You can't reliably time the stock market. That's all you need to know.
It is not crazy to think that over some long investing career, through many stock market/economic cycles you'll end up timing one or two exactly right. "Not crazy to think" isn't a reliable investment process.
Here's what you can do. Buy more, whether it's a function of rebalancing or with new cash after large declines. With the S&P 500 down 20%-ish, is that the bottom? I have no idea but deploying a little more after that sort of decline will look good in a couple of years or so even if it looks terrible two months from now.
Then at some other interval down past 20% from the top, buy more. Maybe that's at 25% from the top or 30% or something else but something. Again, will down 30% be the bottom? I have no idea but buying some down 30% will look good in a couple of years or so even if it looks terrible two months from now.
When the S&P 500 was down about 15% I reduced the extent to which client portfolios are hedged which has the same effect of buying more. By removing part of our hedge we look a little more like the stock market than we did. Still hedged, not as hedged. If we get to a decline somewhere between 25% and 30% I will do more. At this point, I'm not sure we'll get there and I am not sure if a next trade in that range would be to buy or remove more hedge. At this point I think I just need to know when to take a next step and to start thinking about what that next step might be.
If you still believe in American capitalism, I do, then you know this will stop going down at some point and then start to work higher.

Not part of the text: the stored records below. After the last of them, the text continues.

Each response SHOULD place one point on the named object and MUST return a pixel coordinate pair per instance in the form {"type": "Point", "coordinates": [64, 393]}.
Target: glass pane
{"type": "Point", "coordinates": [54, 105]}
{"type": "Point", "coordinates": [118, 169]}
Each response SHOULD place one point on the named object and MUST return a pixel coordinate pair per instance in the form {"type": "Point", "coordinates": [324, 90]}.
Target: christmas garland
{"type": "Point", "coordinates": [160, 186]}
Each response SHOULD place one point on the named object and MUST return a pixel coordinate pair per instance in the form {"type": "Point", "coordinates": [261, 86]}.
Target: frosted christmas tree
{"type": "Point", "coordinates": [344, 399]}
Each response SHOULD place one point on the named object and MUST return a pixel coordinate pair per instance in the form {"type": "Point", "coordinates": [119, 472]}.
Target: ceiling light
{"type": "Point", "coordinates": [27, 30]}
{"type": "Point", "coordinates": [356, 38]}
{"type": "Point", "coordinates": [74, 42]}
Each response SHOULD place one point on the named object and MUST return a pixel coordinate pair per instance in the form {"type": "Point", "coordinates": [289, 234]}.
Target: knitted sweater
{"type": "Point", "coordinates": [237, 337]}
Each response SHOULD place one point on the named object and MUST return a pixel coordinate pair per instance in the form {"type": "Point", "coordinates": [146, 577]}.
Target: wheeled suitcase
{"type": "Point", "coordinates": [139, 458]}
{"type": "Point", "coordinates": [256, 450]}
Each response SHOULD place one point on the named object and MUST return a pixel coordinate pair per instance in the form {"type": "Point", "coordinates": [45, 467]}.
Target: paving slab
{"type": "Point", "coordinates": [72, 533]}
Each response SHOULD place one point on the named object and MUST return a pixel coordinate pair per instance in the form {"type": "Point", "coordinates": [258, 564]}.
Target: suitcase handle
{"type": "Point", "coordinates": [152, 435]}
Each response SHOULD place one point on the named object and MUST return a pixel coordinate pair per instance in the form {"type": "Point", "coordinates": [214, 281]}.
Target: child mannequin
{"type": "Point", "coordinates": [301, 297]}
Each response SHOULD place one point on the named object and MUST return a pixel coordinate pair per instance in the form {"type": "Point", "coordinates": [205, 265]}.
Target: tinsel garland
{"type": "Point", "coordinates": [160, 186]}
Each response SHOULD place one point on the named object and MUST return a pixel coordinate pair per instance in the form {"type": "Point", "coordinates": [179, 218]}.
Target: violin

If you know this, then some sort of plan to rebalance or re-equitize makes sense. The point is not that you're expecting to nail a bottom but that buying an asset that is now noticeably cheaper than it was and that will go back to where at was, certainly at the index level even not every stock comes back.
The mindset is crucial here. Not speculating on when the bottom is in, but a systematic process for handling large declines in equity prices as part of a long term investment strategy.